Samwise woke me at four thirty the next morning. Through the window of the tent, he said, ‘You up, Sarah?’
He was down at the water’s edge, bailing out his tinny by the time I got my act together. I dodged through the paperbarks. Branches dragged at my hair. The moon was gone and Scorpio flexed its tail over the western sky.
‘Bullet won’t be up for a while yet,’ Samwise said.
He gestured for me to climb into the boat while it lay ashore, so my feet didn’t get wet. He and Bullet and Salt all do this. Then he pushed off and leapt in, poling with the oar out to deep enough water to let the propeller down.

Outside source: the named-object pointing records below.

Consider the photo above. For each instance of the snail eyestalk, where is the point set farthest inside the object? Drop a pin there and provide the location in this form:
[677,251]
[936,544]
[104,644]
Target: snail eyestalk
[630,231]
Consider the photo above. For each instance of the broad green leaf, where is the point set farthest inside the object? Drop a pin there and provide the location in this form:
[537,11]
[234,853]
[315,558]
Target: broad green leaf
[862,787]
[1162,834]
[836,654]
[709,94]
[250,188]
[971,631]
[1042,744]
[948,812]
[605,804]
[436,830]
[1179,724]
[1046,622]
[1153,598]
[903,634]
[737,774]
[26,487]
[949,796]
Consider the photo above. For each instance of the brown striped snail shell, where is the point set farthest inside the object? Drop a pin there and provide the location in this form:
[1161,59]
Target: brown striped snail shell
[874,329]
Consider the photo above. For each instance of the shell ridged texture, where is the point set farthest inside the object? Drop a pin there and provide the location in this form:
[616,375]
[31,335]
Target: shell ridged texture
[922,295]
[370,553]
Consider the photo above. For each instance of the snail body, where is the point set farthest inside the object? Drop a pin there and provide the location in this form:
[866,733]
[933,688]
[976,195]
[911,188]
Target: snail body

The river mouth worked all right. Samwise bent over the gunwale as each fat bream appeared, golden like a huge water sovereign, and grabbed them before they fell out of the mesh. He squeezed some fish through the mesh or worked the mono backwards over their gills, holding the fish against his body. Mullet thumped into the bins, thudding their tails against the side in protest. He had one bin for bream and another for mullet. The mullet were huge, nearly as big as Australian salmon. Their gills were often bloodied by the net. Their loose scales fell onto the deck. The eyes of the bream turned downwards.
The little boat, emptied of all its nets overnight, began to fill again. The aluminium insides were stained with mullet oil, algae, seaweed and red gravel dust. ‘This ol’ girl,’ said Samwise. ‘I’ve been using this boat for twenty years now. Never had another boat, could do with another motor though. Always got oars in me boat.’ The questionable two-stroke was covered in splatterings of seaweed and slime from the nets. It rocked back and forth as it chugged along. I told him I feel the same way about oars, no matter the motor. When we got to the next net he turned off the motor and used the net to keep the boat in place.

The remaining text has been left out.